Generalized Upserts
Something that I know @frankmcsherry has also been thinking about.
I consider this issue a sketchpad of potential directions upserts can take:
- The option to convert any input into upsert as long as the key columns are specified.
- The option to ignore row deletions and only pay attention to insert/update records. An example motivation for this is that in the MBTA demo, predictions get updated until the predicted event actually occurs, at which point the predicted event gets deleted. For the sake of being able to do historical analysis, it would be nice to just keep the last update for each event without having to create a different kafka source.

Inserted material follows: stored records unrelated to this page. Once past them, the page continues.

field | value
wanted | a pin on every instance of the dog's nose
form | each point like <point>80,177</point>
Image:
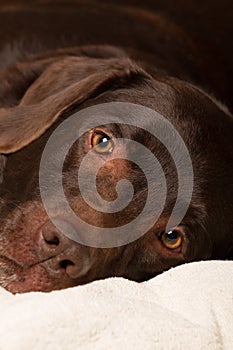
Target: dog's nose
<point>61,253</point>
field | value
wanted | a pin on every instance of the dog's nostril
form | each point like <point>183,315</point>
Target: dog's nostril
<point>65,263</point>
<point>51,238</point>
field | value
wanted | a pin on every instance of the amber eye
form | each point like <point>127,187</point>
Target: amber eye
<point>172,239</point>
<point>102,143</point>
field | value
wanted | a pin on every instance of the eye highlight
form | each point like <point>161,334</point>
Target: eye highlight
<point>172,239</point>
<point>102,143</point>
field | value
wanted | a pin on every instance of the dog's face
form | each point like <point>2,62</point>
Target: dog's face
<point>34,255</point>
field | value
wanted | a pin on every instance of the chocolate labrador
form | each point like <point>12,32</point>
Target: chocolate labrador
<point>59,59</point>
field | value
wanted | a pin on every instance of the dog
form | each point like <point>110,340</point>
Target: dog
<point>61,58</point>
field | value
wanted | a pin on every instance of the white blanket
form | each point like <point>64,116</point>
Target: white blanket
<point>188,307</point>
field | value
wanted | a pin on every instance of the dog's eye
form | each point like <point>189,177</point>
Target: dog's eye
<point>102,143</point>
<point>172,239</point>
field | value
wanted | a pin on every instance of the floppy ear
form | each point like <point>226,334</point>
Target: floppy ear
<point>40,93</point>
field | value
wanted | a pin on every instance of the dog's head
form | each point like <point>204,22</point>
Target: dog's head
<point>36,97</point>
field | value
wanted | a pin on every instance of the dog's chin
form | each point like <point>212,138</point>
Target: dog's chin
<point>17,279</point>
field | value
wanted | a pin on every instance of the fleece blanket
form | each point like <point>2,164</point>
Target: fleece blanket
<point>187,307</point>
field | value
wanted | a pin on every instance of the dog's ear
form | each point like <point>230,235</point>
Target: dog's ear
<point>34,95</point>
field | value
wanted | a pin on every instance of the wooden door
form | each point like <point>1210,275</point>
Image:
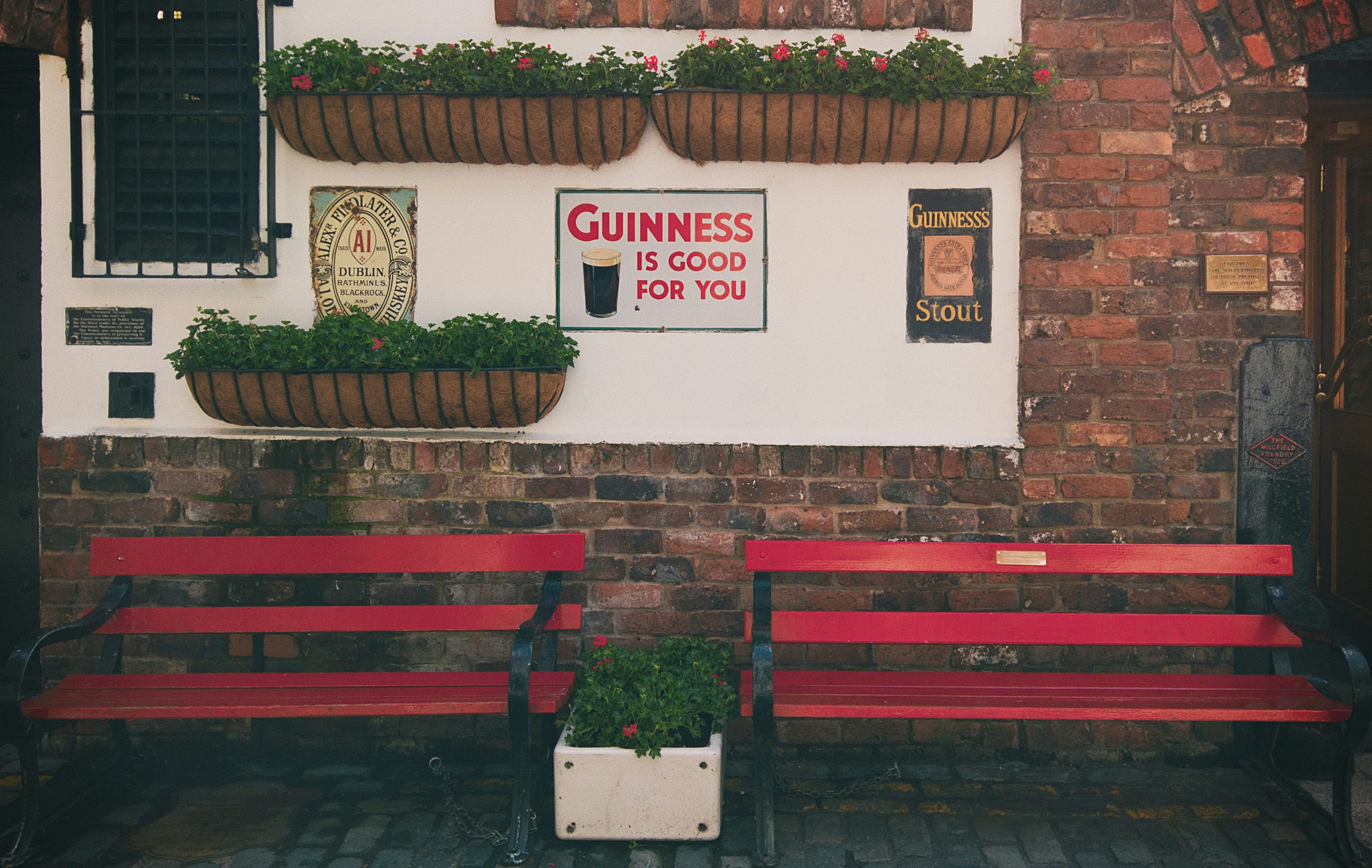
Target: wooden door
<point>1342,325</point>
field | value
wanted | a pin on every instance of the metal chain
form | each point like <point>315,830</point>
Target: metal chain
<point>862,783</point>
<point>466,822</point>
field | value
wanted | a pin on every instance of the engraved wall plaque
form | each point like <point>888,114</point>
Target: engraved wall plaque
<point>1236,273</point>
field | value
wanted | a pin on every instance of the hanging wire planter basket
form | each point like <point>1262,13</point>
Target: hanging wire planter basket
<point>793,126</point>
<point>566,129</point>
<point>491,398</point>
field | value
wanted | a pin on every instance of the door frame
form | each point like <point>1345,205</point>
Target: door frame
<point>1326,204</point>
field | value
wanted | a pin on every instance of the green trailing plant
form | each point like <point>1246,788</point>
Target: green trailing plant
<point>356,342</point>
<point>652,697</point>
<point>335,66</point>
<point>929,68</point>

- Frank mentioned the case of instead of determining which update came first by a datetime column instead of by offset.
Also, see comment here, where I propose the option to create an upsert view on top of a non-upsert source (or view): https://github.com/MaterializeInc/materialize/issues/1576#issuecomment-621961931
I wonder if we can/should revisit this as SQL that one could write, rather than a specialized envelope. For example, it seems very close to a TopK followed by a filter on null values, where the TopK is for groups by key and the order is by offset. We already have an append-only implementation of TopK (I believe all reasonably optimized "upsert" sources derive from append-only raw data) and if we made it a bit more opinionated about how it maintained state for LIMIT 1 followed by a filter, it could be that we could replace the specialized envelope with SQL, and open up that implementation for other append-only sources beyond "just Kafka".
Closing as, as far as I can tell, there isn't a specific proposal here!